Nel Palamaragate non poteva non esserci anche la Benemerita. Esclusi dall’iniziale procedimento per corruzione nei confronti dell’ex zar delle nomine, i carabinieri sono stati delegati lo scorso novembre dai pm di Perugia in uno dei filoni d’indagine che hanno terremoto il Consiglio superiore della magistratura. Si tratta, in particolare, del fascicolo nato dopo l’esposto presentato al Csm dall’allora pm romano Stefano Rocco Fava nei confronti del procuratore Giuseppe Pignatone e dell’aggiunto Paolo Ielo.

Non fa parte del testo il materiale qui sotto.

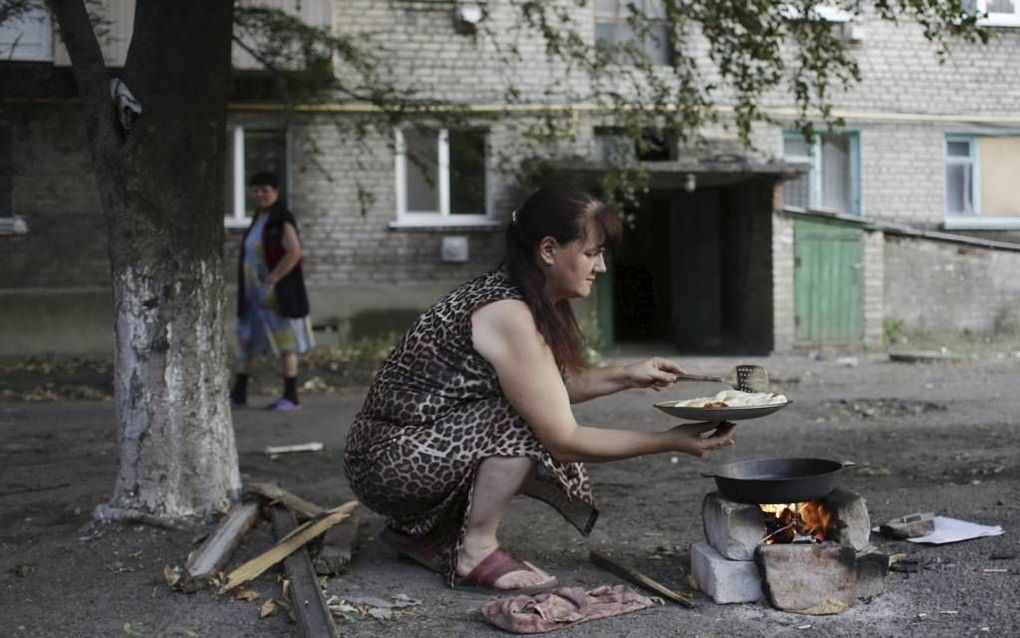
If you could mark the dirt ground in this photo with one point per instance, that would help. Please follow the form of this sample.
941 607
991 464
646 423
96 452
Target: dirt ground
937 437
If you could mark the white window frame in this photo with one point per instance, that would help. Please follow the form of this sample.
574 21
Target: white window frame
814 160
620 15
443 216
973 221
37 23
997 19
237 216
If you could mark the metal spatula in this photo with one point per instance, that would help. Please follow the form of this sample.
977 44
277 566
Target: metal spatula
745 378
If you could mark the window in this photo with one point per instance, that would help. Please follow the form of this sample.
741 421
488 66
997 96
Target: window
997 12
980 182
441 177
832 180
29 38
251 150
613 27
612 144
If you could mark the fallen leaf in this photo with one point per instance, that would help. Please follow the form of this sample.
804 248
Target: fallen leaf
247 595
133 630
268 608
172 575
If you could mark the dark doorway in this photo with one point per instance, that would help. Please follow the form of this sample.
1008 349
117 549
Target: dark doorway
642 274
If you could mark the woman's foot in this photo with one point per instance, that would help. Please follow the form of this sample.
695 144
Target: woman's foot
486 566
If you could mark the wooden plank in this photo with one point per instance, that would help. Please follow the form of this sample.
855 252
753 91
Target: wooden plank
638 578
338 547
307 601
213 554
293 541
275 494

Fava aveva “accusato” Pignatone e Ielo, in una nota indirizzata a Palazzo dei Marescialli nella primavera del 2019, di non essersi astenuti nei procedimenti a carico dell’avvocato Piero Amara, uno dei principali protagonisti del “Sistema Siracusa”, il sodalizio di magistrati e avvocati finalizzato a pilotare le sentenze al Consiglio di Stato e ad aggiustare i processi. Amara, che ha patteggiato tre anni per corruzione in atti giudiziari per compravendita di sentenze e il cui nome compare anche nelle indagini per le tangenti che sarebbero state pagate da Eni, avrebbe avuto rapporti con i fratelli dei due magistrati: il tributarista Roberto Pignatone e l’avvocato Domenico Ielo.

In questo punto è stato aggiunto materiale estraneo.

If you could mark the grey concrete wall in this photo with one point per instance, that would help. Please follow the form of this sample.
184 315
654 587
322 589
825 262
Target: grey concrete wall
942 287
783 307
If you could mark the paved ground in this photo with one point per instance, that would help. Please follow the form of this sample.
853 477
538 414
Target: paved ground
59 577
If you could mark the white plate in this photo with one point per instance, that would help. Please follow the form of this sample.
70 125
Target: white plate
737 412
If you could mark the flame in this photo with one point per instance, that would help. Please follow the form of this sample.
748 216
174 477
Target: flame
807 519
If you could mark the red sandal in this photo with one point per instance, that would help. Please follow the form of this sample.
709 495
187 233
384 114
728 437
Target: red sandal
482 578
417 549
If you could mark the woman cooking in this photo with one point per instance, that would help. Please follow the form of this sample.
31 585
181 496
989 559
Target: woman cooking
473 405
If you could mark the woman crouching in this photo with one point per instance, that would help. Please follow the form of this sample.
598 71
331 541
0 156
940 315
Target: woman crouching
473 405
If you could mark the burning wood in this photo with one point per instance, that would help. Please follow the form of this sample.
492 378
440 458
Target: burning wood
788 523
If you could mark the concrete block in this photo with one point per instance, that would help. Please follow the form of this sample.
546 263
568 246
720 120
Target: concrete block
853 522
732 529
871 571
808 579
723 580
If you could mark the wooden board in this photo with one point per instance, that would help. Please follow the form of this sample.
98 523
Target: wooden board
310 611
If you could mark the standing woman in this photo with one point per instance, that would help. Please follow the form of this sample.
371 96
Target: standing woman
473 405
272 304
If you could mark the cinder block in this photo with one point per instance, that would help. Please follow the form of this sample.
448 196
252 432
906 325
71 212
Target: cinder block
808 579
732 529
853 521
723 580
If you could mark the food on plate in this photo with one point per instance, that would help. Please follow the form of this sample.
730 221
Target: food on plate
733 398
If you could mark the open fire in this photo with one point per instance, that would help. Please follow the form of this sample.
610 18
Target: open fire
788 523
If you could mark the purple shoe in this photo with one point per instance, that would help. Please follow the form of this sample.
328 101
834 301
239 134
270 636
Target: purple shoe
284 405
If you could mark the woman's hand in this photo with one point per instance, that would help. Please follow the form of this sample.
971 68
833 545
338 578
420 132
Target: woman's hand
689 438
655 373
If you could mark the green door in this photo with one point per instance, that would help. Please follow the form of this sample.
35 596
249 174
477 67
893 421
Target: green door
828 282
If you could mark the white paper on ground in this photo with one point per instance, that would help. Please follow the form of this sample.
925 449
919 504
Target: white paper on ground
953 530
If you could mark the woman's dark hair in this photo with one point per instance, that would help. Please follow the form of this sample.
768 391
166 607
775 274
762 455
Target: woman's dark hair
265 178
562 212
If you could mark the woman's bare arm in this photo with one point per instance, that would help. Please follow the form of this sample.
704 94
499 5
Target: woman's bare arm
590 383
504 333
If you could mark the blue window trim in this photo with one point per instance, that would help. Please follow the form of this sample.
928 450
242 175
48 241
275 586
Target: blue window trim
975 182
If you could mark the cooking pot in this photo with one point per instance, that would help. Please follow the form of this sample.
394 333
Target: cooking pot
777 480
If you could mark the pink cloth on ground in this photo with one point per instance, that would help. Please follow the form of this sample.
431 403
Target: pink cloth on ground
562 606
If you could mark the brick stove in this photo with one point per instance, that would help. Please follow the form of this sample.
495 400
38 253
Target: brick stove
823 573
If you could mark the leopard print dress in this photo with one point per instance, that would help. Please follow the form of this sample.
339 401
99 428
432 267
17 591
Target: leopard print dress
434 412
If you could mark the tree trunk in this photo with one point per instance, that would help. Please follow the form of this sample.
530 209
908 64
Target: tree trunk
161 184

Fava, attualmente giudice a Latina, era in quel periodo il titolare delle indagini a carico di Amara e dell’avvocato Luca Lanzalone, l’ ex super consulente della sindaca di Roma Virginia Raggi, incaricato anche di seguire il dossier sullo stadio della A.S. Roma a Tor di Valle e presidente della Multiutility Acea. Il pm, in servizio al dipartimento reati contro la Pa di piazzale Clodio, coordinato proprio da Ielo, aveva chiesto la custodia cautelare a carico di Amara per i reati di bancarotta e frode fiscale. Pignatone, non condividendo la gestione delle indagini da parte di Fava, aveva avocato i fascicoli, per poi riassegnarli al dipartimento di Ielo. Quest’ultimo, il giorno prima del pensionamento di Pignatone, gli aveva poi scritto una nota in cui chiedeva di “soprassedere” sulle richieste di custodia cautelare avanzate da Fava, “ritenendo necessarie ulteriori attività istruttorie, valutando insufficiente la provvista indiziaria”.

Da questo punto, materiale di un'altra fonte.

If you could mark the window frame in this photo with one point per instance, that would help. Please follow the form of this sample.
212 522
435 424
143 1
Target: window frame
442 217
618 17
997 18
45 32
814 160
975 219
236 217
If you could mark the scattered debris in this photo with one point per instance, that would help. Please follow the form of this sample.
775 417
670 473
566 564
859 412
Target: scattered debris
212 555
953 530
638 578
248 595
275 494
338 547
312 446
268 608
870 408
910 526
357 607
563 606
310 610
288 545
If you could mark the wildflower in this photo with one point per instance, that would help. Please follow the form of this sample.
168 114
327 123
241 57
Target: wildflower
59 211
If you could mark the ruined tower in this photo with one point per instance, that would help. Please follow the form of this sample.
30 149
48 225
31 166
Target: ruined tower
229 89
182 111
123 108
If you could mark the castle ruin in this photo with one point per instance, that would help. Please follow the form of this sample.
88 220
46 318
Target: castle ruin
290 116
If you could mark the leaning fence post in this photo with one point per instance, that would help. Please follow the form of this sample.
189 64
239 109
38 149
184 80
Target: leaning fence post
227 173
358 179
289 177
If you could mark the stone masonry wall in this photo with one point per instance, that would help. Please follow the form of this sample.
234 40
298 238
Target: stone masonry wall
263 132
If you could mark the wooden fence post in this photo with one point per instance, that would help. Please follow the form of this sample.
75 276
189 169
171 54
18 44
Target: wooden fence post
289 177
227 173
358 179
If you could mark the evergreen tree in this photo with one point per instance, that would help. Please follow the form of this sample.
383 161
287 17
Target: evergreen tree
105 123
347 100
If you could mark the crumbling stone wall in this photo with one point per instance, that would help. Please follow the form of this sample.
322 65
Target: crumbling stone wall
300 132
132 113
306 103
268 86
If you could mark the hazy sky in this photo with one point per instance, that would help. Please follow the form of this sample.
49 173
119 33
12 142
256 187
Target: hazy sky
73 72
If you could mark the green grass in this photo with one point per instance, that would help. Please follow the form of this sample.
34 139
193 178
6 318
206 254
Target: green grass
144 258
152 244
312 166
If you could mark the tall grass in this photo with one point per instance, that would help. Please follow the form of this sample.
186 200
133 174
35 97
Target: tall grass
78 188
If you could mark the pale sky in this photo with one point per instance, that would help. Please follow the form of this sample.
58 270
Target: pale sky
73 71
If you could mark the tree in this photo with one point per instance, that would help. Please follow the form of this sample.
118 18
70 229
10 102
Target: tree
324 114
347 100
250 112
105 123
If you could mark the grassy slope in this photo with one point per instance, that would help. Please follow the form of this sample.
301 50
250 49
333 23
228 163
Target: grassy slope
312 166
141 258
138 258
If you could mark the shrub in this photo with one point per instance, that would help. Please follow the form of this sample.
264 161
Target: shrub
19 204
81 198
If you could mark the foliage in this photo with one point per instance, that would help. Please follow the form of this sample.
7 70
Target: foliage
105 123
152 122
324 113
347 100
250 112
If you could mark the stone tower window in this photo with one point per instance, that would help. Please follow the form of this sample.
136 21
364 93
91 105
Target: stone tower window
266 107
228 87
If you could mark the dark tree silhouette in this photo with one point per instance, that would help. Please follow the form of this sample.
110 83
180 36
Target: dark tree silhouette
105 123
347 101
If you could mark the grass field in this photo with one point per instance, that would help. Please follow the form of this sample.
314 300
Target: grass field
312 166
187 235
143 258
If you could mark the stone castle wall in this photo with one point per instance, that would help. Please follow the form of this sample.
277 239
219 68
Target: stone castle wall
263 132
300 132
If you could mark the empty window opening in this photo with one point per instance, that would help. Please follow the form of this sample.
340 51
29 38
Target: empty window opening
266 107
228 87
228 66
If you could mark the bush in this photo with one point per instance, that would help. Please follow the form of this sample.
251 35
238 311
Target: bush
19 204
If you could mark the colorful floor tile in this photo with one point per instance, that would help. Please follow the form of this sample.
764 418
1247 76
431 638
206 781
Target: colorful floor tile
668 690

Secondo gli inquirenti Fava per vendicarsi di ciò, insieme a Palamara, avrebbe allora ordito una campagna di diffamazione sui giornali nei confronti dei due magistrati, riportando particolari dell’esposto in questione.
I carabinieri di Perugia, delegati a sorpresa dai pm Gemma Miliani e Mario Formisano e dall’aggiunto Claudio Pedrazzini, hanno in queste settimane cercato di ricostruire quanto accaduto. Si è trattata di un’indagine molto particolare: il materiale su cui i carabinieri agli ordini del colonnello Giovanni Battista Mele hanno effettuato gli accertamenti è, infatti, quello raccolto dai finanzieri del Gico con le tanto discusse intercettazioni tramite il virus trojan. L’esito è sorprendente: se al Csm dell’esposto di Fava sono si sono perse le tracce, a Perugia il suo autore, invece, è stato “bastonato”.

Fava risulta essere indagato per accesso abusivo al sistema informatico, favoreggiamento e rivelazione e utilizzazione di segreti d’ufficio. Nel procedimento in questione sono stati ascoltati gli aggiunti Rodolfo Maria Sabelli e Paolo Ielo, i togati Piercamillo Davigo e Sebastiano Ardita, la segretaria generale del Csm Paola Piraccini, l’ex pm antimafia Cesare Sirignano. Interrogati anche i deputati Cosimo Ferri e Luca Lotti. Palamara è stato sentito tre volte. Quello che emerge sono i rapporti tesissimi all’interno della Procura di Roma. Palamara, che dopo aver terminato il mandato al Csm era tornato a piazzale Clodio, ha affermato spesso, confidandosi con Fava, di essere “sotto ricatto”. Ma non ha mai detto da parte da chi. Per fare chiarezza nei giorni scorsi si è dichiarato disponibile a raccontare i fatti davanti la prima Commissione del Csm. Non resta che aspettare.